1. BEGIN INTERNAL TRANSACTION 2. FETCH a list of SUM(salary) results from all tablets 3. Apply the SUM function on the result list above 4. COMMIT INTERNAL TRANSACTION
If a primary key is specified at table creation time, YugabyteDB will create an index-organized table. For at-scale usage, index-organized tables are strongly recommended. Creating a table without a primary key and specifying an index after the fact would have the following disadvantages:
- Maintaining the primary table and the index would result in an increase in the overall data set size.
- Many queries would run slower because they would need to access the primary and the index tables thereby increasing the total remote RPC calls and bytes transferred over the network.
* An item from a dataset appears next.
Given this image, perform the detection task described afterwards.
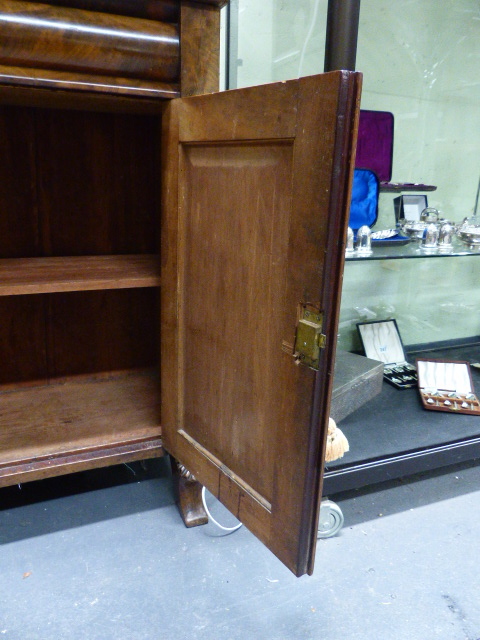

Note that the table created in the example below is index-organized because the primary key is specified as a part of the CREATE TABLE statement.
CREATE TABLE employees ( id BIGINT PRIMARY KEY, name TEXT, email TEXT NOT NULL, hire_date DATE, salary INT ); CREATE UNIQUE INDEX idx_emp_unique_email ON employees (email); CREATE INDEX idx_emp_salary ON employees (salary ASC);
A predicate (in mathematics and functional programming) is a function that returns a boolean (true or false) . In SQL queries predicates are usually encountered in the WHERE clause and are used to filter data. Pushing down a predicate to where the data lives can drastically reduce query/processing time by filtering out data earlier rather than later.
In YugabyteDB, predicate expressions evaluating if primary key and index columns are equal to, greater than, or less than a target value are pushed down to the DocDB layer. Below are some examples of queries that would be pushed down.
# Equality on primary key column. SELECT * FROM employees WHERE id = 1; # Equality on index column. SELECT * FROM employees WHERE email = '[email protected]'; # Less than and greater than on index column. SELECT * FROM employees WHERE salary > 1000 AND salary < 2000;
If a table is defined with a sort order (ASCENDING or DESCENDING) specified on the primary key and index columns, the data in DocDB is also stored in a corresponding sorted manner on disk. When this table is queried, the YSQL query layer re-uses this natural sort order in DocDB if possible to avoid doing another sort. Note the following about sort elimination using DocDB:
- Sort elimination pushdown can be performed in the case of multi-column primary keys or indexes also. However, this depends on the exact query being processed.
- Data in DocDB can be stored in an ASCENDING or DESCENDING sorted order.
- If a table in DocDB is sorted one way (let’s say ASCENDING), it can return data sorted in either ASCENDING order (the natural sort order) or DESCENDING order (by iterating through the data in the reverse direction).
Pushing down LIMIT and OFFSET statements can greatly improve performance by both reducing the size of data read from disk as well as transferred over the network. Since DocDB has support for LIMIT and OFFSET in a number of queries, these are pushed down. Below are some example queries where this is done.
# Return employees #50 to #60 (from a fixed, unsorted list). SELECT * FROM employees LIMIT 10 OFFSET 50; # Return 10 employees whose salary is greater than 1000. SELECT * FROM employees WHERE salary > 1000 LIMIT 10;
Though a number of pushdown optimizations have gone into YugabyteDB to improve performance over a cluster of nodes, the work is far from complete. We’re looking at even more enhancements, below are a few examples.
- Pushing down an entire execution subtree. For example, pushing down the entire set of predicates and multi-column expressions.
- Optimize GROUP BY queries with pushdowns.
- Another area of ongoing work is to improve parallel queries to the DocDB storage layer.
- Cost-based optimization of queries is also in progress. Given YugabyteDB is a geo-distributed database, the idea is to enhance the PostgreSQL cost optimizer (which is available in its entirety) to not just be aware of table sizes but also geo-location of tablets.